New York Hundreds of airline flights were canceled Saturday and fleets of road plows were warmed up as a paralyzing snowstorm barreled out of the Midwest and spread across the Northeast with a potential for up to 20 inches of snow driven by 50 mph wind.
Storm warnings were posted from Wisconsin to New England, where the National Weather Service had blizzard warnings in effect through today. On Saturday, snow was falling across a region stretching from Wisconsin and Illinois to Virginia and the New England states.
One man died after falling through ice on a pond in Ohio, where two others died of apparent heart attacks while removing snow, authorities said.
Temperatures in Maine fell to 36 below zero at Masardis, and Bangor dropped to a record low of 29 below. Meteorologists predicted gusts up to 50 mph would push wind chill readings to 8 below zero in New York and New Jersey.
In New York City, nearly 7 inches of snow had fallen in Central Park by Saturday evening. Almost 9 inches were reported on the eastern tip of Long Island, the National Weather Service said.
The snow wasn't a problem for 29-year-old college student Maya Tudor.
"I like the snow. It slows down the city and blankets a lot of the unpleasantness," she said. "You never see New York this calm. It's an event."
Up to a foot of snow had fallen in Wisconsin and Michigan, and wind gusted to more than 60 mph across Iowa. As much as 18 inches of snow was forecast in northern New Jersey and accumulations of up to 20 inches were possible in parts of New England and the New York City area, the weather service said. A foot was likely in northern sections of Ohio and Pennsylvania.
While crews in the Midwest labored to remove what already had fallen, highway departments in the Northeast readied hundreds of plows and salt-spreading trucks. New York City canceled all vacations for its sanitation workers and called people in on their days off to handle the snow. Kennedy International Airport had machines capable of melting 500 tons of snow an hour.
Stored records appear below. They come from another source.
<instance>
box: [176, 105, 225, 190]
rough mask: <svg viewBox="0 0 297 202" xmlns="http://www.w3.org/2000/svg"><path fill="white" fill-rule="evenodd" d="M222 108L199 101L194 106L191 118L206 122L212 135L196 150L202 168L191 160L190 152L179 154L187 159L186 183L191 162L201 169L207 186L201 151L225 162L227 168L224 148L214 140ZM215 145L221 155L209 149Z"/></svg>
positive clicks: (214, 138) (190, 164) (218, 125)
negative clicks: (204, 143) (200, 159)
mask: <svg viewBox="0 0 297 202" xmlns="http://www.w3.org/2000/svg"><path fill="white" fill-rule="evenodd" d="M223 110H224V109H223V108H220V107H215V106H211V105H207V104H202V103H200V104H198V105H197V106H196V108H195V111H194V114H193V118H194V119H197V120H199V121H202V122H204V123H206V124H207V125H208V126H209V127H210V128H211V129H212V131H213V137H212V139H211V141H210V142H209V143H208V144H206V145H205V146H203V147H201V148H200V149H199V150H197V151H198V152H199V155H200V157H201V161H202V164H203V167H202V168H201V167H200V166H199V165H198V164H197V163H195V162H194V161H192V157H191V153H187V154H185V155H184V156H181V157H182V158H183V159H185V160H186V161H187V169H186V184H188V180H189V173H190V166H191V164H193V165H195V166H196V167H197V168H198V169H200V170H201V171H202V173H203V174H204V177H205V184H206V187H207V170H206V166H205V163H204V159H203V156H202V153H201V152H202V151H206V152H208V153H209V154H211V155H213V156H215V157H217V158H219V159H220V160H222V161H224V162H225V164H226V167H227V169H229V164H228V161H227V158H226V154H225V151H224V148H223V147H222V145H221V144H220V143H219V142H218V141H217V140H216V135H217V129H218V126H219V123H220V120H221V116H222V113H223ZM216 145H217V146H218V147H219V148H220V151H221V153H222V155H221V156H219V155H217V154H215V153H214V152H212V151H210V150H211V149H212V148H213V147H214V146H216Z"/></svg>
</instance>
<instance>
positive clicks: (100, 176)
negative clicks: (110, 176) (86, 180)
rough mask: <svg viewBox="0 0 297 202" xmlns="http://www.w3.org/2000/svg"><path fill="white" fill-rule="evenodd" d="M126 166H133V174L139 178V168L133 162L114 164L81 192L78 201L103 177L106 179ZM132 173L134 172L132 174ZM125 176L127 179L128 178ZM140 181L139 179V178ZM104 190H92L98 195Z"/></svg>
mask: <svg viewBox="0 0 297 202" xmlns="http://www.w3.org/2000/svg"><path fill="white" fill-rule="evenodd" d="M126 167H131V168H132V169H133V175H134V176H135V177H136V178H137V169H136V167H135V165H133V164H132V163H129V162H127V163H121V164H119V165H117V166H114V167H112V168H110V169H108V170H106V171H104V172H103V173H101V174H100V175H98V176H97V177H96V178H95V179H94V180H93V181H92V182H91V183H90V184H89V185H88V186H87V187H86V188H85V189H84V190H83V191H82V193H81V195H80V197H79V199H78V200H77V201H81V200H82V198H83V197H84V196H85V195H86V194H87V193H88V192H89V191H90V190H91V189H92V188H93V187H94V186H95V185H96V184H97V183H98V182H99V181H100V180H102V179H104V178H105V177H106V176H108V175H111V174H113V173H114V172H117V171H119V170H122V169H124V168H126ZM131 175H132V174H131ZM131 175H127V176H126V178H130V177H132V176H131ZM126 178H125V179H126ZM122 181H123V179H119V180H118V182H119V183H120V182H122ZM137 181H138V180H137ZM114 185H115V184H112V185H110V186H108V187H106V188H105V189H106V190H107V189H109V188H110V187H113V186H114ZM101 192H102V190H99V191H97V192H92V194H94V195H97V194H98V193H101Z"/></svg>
If 20 inches of snow fell in New York, the cost of cleanup could hit $20 million, but Mayor Michael Bloomberg said that was a problem for another day.
The blowing snow caused frustrating delays as airlines called off flights.
By noon at Philadelphia International Airport, the storm had already wiped out about 25 percent of the normal load of 1,100 daily arrivals and departures.
About 400 flights were canceled Saturday at Chicago's O'Hare International Airport and dozens more were called off at the city's Midway Airport. More than 200 people stayed the night at the two airports.